Susan Hileman, who was shot, spoke to him, at times visibly shaking.
"We've been told about your demons, about the illness that skewed your thinking," she said. "Your parents, your schools, your community, they all failed you.
"It's all true," Hileman said. "It's not enough."
"You pointed a weapon and shot me three times," she said, staring directly at Loughner. He looked back at her. "And now I will walk out of this courtroom and into the rest of my life and I won't think of you again."
Loughner's parents sat nearby, his mother sobbing.
Some victims, including Giffords, welcomed the plea deal as a way to move on. It spared them and their families from having to go through a potentially lengthy and traumatic trial and locks up the defendant for life.
Giffords didn't speak, but stood by Kelly and kissed her husband when he was done. He grabbed her hand and they walked away, her limping.
Earlier, Loughner told Burns that he would not speak at the hearing.
Both sides reached the deal after a judge declared that Loughner was able to understand the charges against him. After the shooting, he was diagnosed with schizophrenia and underwent forcible psychotropic drug treatments.
Christina Pietz, the court-appointed psychologist who treated Loughner, had warned that although Loughner was competent to plead guilty, he remained severely mentally ill and his condition could deteriorate under the stress of a trial.
When Loughner first arrived at a Missouri prison facility for treatment, he was convinced Giffords was dead, even though he was shown a video of the shooting. He eventually realized she was alive after he was forcibly medicated.
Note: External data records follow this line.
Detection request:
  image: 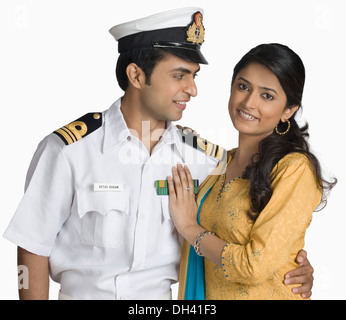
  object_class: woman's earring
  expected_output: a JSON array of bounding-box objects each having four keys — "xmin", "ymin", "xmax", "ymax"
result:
[{"xmin": 275, "ymin": 120, "xmax": 291, "ymax": 136}]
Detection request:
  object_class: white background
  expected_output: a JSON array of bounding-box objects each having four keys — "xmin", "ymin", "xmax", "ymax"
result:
[{"xmin": 0, "ymin": 0, "xmax": 346, "ymax": 299}]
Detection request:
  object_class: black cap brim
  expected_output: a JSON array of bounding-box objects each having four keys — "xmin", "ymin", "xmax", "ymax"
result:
[{"xmin": 162, "ymin": 47, "xmax": 208, "ymax": 64}]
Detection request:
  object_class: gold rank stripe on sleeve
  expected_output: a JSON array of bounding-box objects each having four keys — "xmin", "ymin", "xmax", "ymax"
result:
[
  {"xmin": 155, "ymin": 179, "xmax": 199, "ymax": 196},
  {"xmin": 54, "ymin": 113, "xmax": 102, "ymax": 145}
]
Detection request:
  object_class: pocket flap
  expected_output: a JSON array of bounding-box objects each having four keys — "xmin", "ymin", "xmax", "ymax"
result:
[{"xmin": 76, "ymin": 189, "xmax": 129, "ymax": 218}]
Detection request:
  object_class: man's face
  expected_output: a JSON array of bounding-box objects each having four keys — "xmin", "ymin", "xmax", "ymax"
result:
[{"xmin": 140, "ymin": 54, "xmax": 200, "ymax": 121}]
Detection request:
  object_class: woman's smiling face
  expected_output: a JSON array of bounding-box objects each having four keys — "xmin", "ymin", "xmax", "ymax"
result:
[{"xmin": 228, "ymin": 63, "xmax": 298, "ymax": 139}]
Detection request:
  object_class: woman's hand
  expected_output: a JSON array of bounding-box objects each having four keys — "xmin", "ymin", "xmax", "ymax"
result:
[{"xmin": 167, "ymin": 164, "xmax": 201, "ymax": 241}]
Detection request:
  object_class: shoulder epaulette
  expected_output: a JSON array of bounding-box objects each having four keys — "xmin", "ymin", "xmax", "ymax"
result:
[
  {"xmin": 178, "ymin": 130, "xmax": 227, "ymax": 161},
  {"xmin": 53, "ymin": 113, "xmax": 102, "ymax": 145}
]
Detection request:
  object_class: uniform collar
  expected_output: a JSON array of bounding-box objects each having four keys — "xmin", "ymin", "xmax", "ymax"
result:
[{"xmin": 103, "ymin": 98, "xmax": 182, "ymax": 154}]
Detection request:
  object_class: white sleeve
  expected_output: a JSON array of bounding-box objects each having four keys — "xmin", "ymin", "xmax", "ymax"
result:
[{"xmin": 4, "ymin": 135, "xmax": 73, "ymax": 256}]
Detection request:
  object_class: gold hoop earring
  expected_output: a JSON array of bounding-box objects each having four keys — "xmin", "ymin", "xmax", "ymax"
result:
[{"xmin": 275, "ymin": 120, "xmax": 291, "ymax": 136}]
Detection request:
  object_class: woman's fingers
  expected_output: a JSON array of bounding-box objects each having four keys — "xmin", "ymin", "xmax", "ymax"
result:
[
  {"xmin": 178, "ymin": 164, "xmax": 191, "ymax": 191},
  {"xmin": 167, "ymin": 176, "xmax": 177, "ymax": 201}
]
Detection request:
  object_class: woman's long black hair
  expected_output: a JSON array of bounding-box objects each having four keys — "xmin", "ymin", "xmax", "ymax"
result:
[{"xmin": 232, "ymin": 43, "xmax": 337, "ymax": 220}]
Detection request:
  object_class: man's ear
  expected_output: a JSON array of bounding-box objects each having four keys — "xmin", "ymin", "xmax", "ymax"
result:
[{"xmin": 126, "ymin": 63, "xmax": 145, "ymax": 89}]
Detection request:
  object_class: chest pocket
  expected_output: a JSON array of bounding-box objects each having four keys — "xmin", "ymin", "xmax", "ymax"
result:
[{"xmin": 77, "ymin": 189, "xmax": 129, "ymax": 248}]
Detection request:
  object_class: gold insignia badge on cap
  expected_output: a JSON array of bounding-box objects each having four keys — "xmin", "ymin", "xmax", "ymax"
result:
[{"xmin": 186, "ymin": 12, "xmax": 205, "ymax": 44}]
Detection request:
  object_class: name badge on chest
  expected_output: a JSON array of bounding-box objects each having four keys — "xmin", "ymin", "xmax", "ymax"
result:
[{"xmin": 94, "ymin": 183, "xmax": 123, "ymax": 192}]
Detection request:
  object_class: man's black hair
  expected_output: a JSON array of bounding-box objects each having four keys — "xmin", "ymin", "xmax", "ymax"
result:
[{"xmin": 116, "ymin": 48, "xmax": 168, "ymax": 91}]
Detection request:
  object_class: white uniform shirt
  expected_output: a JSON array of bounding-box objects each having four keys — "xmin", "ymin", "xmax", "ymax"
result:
[{"xmin": 4, "ymin": 99, "xmax": 218, "ymax": 299}]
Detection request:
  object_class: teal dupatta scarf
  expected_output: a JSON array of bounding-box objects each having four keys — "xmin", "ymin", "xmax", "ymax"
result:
[{"xmin": 184, "ymin": 187, "xmax": 212, "ymax": 300}]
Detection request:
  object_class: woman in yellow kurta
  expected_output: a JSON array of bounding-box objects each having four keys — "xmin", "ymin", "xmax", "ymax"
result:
[{"xmin": 168, "ymin": 44, "xmax": 333, "ymax": 299}]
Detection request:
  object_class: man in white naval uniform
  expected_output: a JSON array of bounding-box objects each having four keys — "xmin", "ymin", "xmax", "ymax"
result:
[{"xmin": 4, "ymin": 8, "xmax": 312, "ymax": 299}]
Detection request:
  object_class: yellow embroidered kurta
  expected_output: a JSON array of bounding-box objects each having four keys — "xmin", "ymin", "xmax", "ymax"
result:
[{"xmin": 200, "ymin": 150, "xmax": 321, "ymax": 300}]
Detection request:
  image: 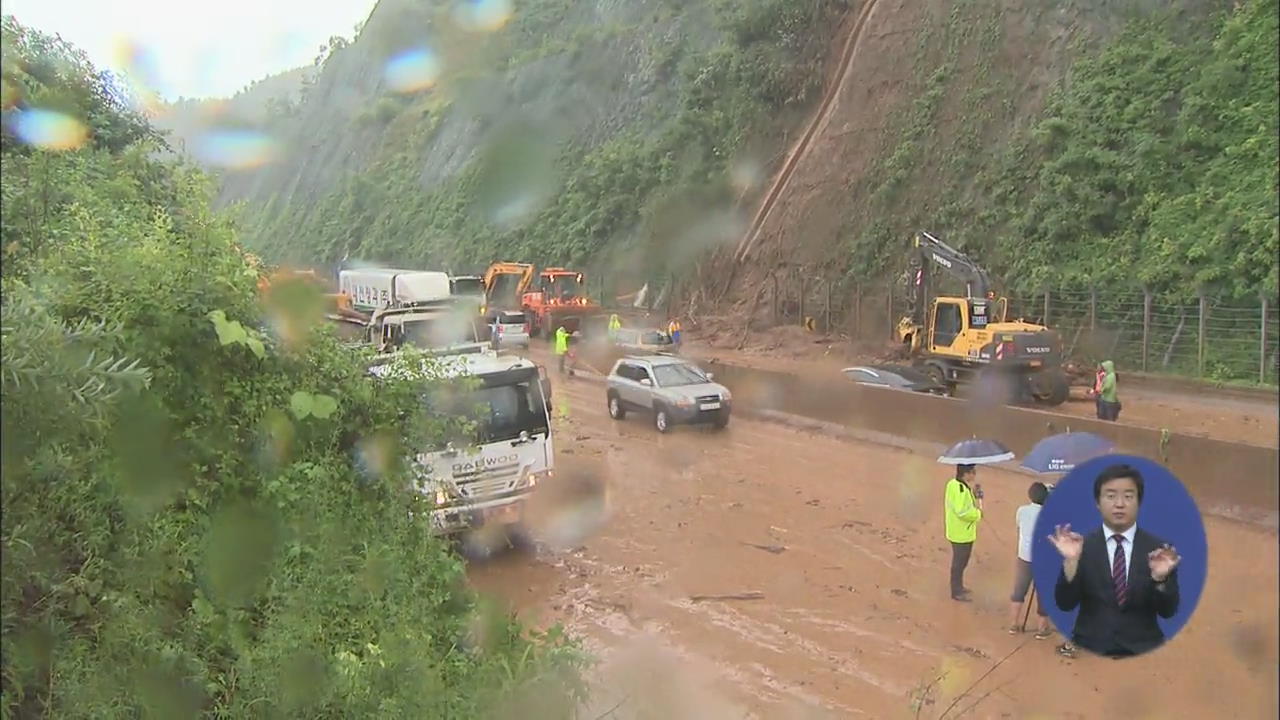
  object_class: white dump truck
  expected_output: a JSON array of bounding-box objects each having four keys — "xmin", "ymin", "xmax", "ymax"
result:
[
  {"xmin": 370, "ymin": 350, "xmax": 556, "ymax": 536},
  {"xmin": 338, "ymin": 268, "xmax": 453, "ymax": 313}
]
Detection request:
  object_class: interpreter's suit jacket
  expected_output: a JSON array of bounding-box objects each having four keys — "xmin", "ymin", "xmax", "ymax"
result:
[{"xmin": 1053, "ymin": 527, "xmax": 1179, "ymax": 656}]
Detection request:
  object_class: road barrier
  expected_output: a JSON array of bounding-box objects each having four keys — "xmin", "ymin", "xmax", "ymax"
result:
[{"xmin": 699, "ymin": 360, "xmax": 1280, "ymax": 528}]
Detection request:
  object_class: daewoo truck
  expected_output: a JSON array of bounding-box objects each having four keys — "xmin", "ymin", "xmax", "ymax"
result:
[{"xmin": 370, "ymin": 348, "xmax": 556, "ymax": 536}]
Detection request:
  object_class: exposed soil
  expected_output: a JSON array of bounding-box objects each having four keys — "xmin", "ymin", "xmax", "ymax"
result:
[
  {"xmin": 471, "ymin": 363, "xmax": 1280, "ymax": 719},
  {"xmin": 670, "ymin": 322, "xmax": 1280, "ymax": 447}
]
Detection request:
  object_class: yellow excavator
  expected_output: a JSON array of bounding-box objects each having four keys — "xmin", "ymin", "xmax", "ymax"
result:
[{"xmin": 896, "ymin": 231, "xmax": 1070, "ymax": 406}]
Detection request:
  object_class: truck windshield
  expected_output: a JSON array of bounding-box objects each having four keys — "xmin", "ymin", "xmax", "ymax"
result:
[
  {"xmin": 403, "ymin": 314, "xmax": 476, "ymax": 350},
  {"xmin": 653, "ymin": 364, "xmax": 710, "ymax": 387},
  {"xmin": 451, "ymin": 278, "xmax": 484, "ymax": 297},
  {"xmin": 428, "ymin": 372, "xmax": 548, "ymax": 445}
]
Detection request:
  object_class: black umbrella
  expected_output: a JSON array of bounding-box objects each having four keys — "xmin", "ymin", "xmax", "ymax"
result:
[{"xmin": 938, "ymin": 438, "xmax": 1014, "ymax": 465}]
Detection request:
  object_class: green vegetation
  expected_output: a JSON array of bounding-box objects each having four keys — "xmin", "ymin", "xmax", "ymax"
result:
[
  {"xmin": 244, "ymin": 0, "xmax": 846, "ymax": 285},
  {"xmin": 0, "ymin": 18, "xmax": 581, "ymax": 719},
  {"xmin": 851, "ymin": 0, "xmax": 1280, "ymax": 301}
]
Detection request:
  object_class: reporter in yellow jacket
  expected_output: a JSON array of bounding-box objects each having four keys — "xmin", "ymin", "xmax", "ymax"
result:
[{"xmin": 943, "ymin": 465, "xmax": 982, "ymax": 602}]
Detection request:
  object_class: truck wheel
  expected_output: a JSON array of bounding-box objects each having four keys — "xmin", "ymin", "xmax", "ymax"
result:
[
  {"xmin": 924, "ymin": 363, "xmax": 956, "ymax": 397},
  {"xmin": 1028, "ymin": 368, "xmax": 1071, "ymax": 407},
  {"xmin": 653, "ymin": 407, "xmax": 671, "ymax": 433}
]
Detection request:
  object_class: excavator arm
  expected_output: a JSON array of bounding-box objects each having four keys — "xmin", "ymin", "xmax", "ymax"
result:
[
  {"xmin": 911, "ymin": 231, "xmax": 991, "ymax": 325},
  {"xmin": 484, "ymin": 263, "xmax": 534, "ymax": 306}
]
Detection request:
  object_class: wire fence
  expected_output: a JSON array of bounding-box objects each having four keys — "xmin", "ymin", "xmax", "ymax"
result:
[{"xmin": 732, "ymin": 268, "xmax": 1280, "ymax": 386}]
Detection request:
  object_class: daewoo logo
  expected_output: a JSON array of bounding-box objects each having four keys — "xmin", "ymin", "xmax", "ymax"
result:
[{"xmin": 453, "ymin": 454, "xmax": 520, "ymax": 473}]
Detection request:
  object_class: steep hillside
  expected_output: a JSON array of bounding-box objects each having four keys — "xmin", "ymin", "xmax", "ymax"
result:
[
  {"xmin": 194, "ymin": 0, "xmax": 1277, "ymax": 300},
  {"xmin": 183, "ymin": 0, "xmax": 851, "ymax": 283},
  {"xmin": 722, "ymin": 0, "xmax": 1277, "ymax": 299},
  {"xmin": 151, "ymin": 67, "xmax": 315, "ymax": 151}
]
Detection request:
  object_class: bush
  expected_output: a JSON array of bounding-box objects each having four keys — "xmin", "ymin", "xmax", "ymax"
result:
[{"xmin": 0, "ymin": 20, "xmax": 581, "ymax": 717}]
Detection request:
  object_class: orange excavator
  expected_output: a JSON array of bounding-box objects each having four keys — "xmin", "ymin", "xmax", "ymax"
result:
[
  {"xmin": 483, "ymin": 263, "xmax": 604, "ymax": 338},
  {"xmin": 480, "ymin": 263, "xmax": 534, "ymax": 319},
  {"xmin": 521, "ymin": 268, "xmax": 604, "ymax": 338}
]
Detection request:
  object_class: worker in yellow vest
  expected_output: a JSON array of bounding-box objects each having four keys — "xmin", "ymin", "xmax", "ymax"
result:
[
  {"xmin": 943, "ymin": 465, "xmax": 982, "ymax": 602},
  {"xmin": 556, "ymin": 325, "xmax": 568, "ymax": 374}
]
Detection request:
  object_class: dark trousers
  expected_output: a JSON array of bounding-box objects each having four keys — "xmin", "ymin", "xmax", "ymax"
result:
[
  {"xmin": 1098, "ymin": 398, "xmax": 1120, "ymax": 423},
  {"xmin": 951, "ymin": 542, "xmax": 973, "ymax": 597}
]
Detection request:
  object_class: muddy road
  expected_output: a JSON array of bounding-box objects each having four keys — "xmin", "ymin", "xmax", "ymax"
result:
[
  {"xmin": 470, "ymin": 363, "xmax": 1280, "ymax": 719},
  {"xmin": 687, "ymin": 333, "xmax": 1280, "ymax": 447}
]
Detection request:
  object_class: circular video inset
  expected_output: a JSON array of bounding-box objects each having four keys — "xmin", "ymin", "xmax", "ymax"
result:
[{"xmin": 1032, "ymin": 455, "xmax": 1208, "ymax": 657}]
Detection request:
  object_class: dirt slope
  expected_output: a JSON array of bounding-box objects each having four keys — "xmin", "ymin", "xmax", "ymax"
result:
[{"xmin": 471, "ymin": 366, "xmax": 1277, "ymax": 720}]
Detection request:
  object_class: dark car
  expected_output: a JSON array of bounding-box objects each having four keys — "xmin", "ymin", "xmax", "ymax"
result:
[{"xmin": 841, "ymin": 365, "xmax": 947, "ymax": 395}]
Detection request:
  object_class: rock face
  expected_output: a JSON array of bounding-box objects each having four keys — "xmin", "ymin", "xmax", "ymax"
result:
[{"xmin": 154, "ymin": 0, "xmax": 1233, "ymax": 300}]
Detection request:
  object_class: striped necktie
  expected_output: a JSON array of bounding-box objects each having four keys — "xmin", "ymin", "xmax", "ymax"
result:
[{"xmin": 1111, "ymin": 534, "xmax": 1129, "ymax": 607}]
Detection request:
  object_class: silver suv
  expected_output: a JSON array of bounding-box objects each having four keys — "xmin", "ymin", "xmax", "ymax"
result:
[{"xmin": 607, "ymin": 355, "xmax": 733, "ymax": 433}]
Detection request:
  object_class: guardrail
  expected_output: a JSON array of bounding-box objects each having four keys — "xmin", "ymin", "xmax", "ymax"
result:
[{"xmin": 700, "ymin": 360, "xmax": 1280, "ymax": 528}]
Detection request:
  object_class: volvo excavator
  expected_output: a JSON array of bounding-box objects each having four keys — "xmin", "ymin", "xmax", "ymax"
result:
[{"xmin": 897, "ymin": 231, "xmax": 1070, "ymax": 406}]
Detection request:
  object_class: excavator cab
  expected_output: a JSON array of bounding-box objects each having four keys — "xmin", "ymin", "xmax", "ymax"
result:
[{"xmin": 929, "ymin": 297, "xmax": 969, "ymax": 355}]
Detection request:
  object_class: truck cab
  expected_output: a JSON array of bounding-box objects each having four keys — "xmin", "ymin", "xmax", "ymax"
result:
[{"xmin": 370, "ymin": 351, "xmax": 556, "ymax": 536}]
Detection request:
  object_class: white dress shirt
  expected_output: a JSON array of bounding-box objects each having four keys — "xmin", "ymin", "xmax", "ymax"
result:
[{"xmin": 1102, "ymin": 523, "xmax": 1138, "ymax": 582}]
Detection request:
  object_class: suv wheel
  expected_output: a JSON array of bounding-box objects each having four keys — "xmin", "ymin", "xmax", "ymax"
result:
[{"xmin": 609, "ymin": 395, "xmax": 627, "ymax": 420}]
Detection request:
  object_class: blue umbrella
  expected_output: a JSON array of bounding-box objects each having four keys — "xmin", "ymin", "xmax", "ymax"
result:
[
  {"xmin": 938, "ymin": 438, "xmax": 1014, "ymax": 465},
  {"xmin": 1023, "ymin": 432, "xmax": 1115, "ymax": 475}
]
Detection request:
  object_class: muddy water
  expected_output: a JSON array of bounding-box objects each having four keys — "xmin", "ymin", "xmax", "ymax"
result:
[{"xmin": 471, "ymin": 356, "xmax": 1280, "ymax": 719}]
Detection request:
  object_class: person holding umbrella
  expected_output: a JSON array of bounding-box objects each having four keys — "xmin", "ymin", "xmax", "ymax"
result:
[
  {"xmin": 946, "ymin": 465, "xmax": 982, "ymax": 602},
  {"xmin": 1010, "ymin": 428, "xmax": 1115, "ymax": 657},
  {"xmin": 1009, "ymin": 482, "xmax": 1053, "ymax": 632},
  {"xmin": 938, "ymin": 438, "xmax": 1014, "ymax": 602}
]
Pima County Attorney Barbara LaWall said she reached out to family members, victims and survivors and decided against filing charges and seeking the death penalty.
It's unclear where Loughner will be sent to serve his federal sentence. He could return to a prison medical facility like the one in Springfield, Mo., where he's been treated for more than a year. Or he could end up in a prison such as the federal lockup in Florence, Colo., which houses some of the country's most notorious criminals, including Oklahoma City bombing conspirator Terry Nichols and "Unabomber" Ted Kaczynski.